La evolución de los negocios en la cadena agroalimentaria en las últimas décadas ha devenido en el momento actual, en la que es el último eslabón de la misma, el agente que concentra un mayor poder. Dicho poder se refleja en la imposición cuasi unilateral de las condiciones de venta del producto, incluyendo presentación, calidad y plazos de pago. La estrategia ante esta distribución minorista, muy concentrada y adaptada a las necesidades del consumidor final, no puede pasar por el enfrentamiento directo, cuya consecuencia seguramente sería dolorosa para ambas partes. Pero tampoco es sostenible la actual situación, en la que las rentabilidades de la oferta se acercan a la zona de pérdidas o están ya directamente en ella. Es obvio que hay que buscar un reequilibrio de esta cadena, para repartir de forma más homogénea tanto los ingresos como los costes de la misma.
A corto plazo, la única herramienta que les queda a los productores (enormemente atomizados) es llegar a acuerdos sobre las cantidades y/o calidades comercializadas, con el ánimo de forzar los precios por encima de los niveles de dumping en los que se están vendiendo muchos de los productos. El problema es que, ante estas medidas, las autoridades de la competencia están respondiendo de manera sistemática con condenas y multas a los productores. El argumento de la colusión sería válido si dichos acuerdos estuvieran generando la aparición de "beneficios extraordinarios" en el lado de la oferta; en realidad son meras estrategias de supervivencia para no vender por debajo de coste. Las prácticas oligopolísticas no se pueden mantener a largo plazo en estructuras de oferta tan diseminada (más parecidas, en realidad, a la competencia perfecta).

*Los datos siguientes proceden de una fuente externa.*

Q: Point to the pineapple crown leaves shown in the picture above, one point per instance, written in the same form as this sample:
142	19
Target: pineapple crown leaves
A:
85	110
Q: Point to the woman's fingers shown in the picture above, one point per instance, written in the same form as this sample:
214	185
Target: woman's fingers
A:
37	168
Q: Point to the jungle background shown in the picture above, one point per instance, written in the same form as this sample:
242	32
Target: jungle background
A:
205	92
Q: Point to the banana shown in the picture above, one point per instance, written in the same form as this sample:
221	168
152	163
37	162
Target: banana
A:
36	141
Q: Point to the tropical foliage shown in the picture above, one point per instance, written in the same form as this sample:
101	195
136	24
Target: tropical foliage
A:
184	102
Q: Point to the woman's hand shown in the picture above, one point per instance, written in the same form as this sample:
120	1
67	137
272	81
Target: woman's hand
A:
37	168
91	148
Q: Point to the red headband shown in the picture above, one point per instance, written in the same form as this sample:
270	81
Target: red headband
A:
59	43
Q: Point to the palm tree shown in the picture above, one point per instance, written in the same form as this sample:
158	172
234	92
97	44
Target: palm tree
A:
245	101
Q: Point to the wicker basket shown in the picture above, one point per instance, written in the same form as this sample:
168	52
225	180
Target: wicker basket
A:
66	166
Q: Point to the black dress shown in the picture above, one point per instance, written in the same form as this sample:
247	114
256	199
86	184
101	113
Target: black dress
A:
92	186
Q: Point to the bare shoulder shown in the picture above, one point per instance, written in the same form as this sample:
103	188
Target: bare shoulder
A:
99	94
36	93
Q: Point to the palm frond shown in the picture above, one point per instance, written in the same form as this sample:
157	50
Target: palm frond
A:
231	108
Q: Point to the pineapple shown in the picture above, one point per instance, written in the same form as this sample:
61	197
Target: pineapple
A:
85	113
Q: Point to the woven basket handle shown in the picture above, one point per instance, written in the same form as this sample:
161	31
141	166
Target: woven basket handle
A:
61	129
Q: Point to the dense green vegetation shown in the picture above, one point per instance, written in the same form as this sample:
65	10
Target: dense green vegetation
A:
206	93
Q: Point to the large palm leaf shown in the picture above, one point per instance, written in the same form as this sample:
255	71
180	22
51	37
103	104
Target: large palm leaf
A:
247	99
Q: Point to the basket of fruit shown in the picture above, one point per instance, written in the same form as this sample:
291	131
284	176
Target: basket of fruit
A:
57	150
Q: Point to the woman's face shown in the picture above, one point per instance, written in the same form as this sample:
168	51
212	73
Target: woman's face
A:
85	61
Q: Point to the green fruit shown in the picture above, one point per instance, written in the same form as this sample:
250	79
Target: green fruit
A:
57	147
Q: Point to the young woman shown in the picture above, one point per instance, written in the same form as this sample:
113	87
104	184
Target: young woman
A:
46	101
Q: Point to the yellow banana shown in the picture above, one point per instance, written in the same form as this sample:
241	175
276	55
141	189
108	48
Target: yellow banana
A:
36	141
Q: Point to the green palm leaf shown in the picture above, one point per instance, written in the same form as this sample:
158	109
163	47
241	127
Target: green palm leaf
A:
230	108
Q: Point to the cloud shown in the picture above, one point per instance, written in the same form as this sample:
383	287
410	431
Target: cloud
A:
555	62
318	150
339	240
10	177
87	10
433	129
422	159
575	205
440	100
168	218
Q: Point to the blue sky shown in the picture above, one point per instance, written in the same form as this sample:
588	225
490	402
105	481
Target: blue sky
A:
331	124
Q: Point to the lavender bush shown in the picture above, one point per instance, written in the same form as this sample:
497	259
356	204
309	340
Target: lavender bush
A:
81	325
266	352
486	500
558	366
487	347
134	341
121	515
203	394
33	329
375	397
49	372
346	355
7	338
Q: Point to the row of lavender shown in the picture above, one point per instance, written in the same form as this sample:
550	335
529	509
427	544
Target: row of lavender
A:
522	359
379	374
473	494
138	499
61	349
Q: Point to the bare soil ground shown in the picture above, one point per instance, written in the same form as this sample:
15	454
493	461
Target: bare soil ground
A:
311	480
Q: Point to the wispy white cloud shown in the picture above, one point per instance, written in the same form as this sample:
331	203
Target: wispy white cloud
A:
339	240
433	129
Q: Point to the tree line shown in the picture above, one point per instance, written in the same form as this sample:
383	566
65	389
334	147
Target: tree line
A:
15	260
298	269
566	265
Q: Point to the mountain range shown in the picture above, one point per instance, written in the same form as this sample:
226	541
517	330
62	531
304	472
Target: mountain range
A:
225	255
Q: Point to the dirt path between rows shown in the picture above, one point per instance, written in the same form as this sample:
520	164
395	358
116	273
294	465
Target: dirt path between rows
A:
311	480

A largo plazo el acuerdo es la única solución. Si la agricultura europea quiere sobrevivir tiene que aprender a entenderse con la industria y con la distribución minorista. No hay vuelta de hoja. Posiblemente eso suponga tener que reestructurar sus empresas de comercialización, emprendiendo de una vez por todas la integración de la oferta (al modo de lo sucedido con el sector del lácteo en los países nórdicos). Posiblemente suponga tener que invertir en investigación y en el desarrollo de nuevos productos y capacidades. O compartir el riesgo con la gran distribución. O alternativas que ahora mismo ni siquiera se nos pasan por la imaginación.
En cualquier caso, el campo debe moverse, debe explicar a las autoridades de la competencia su realidad (a las europeas y a las nacionales) al tiempo que debe tomar medidas para adaptarse a una realidad de mercado que puede no gustar, pero que es imposible ignorar.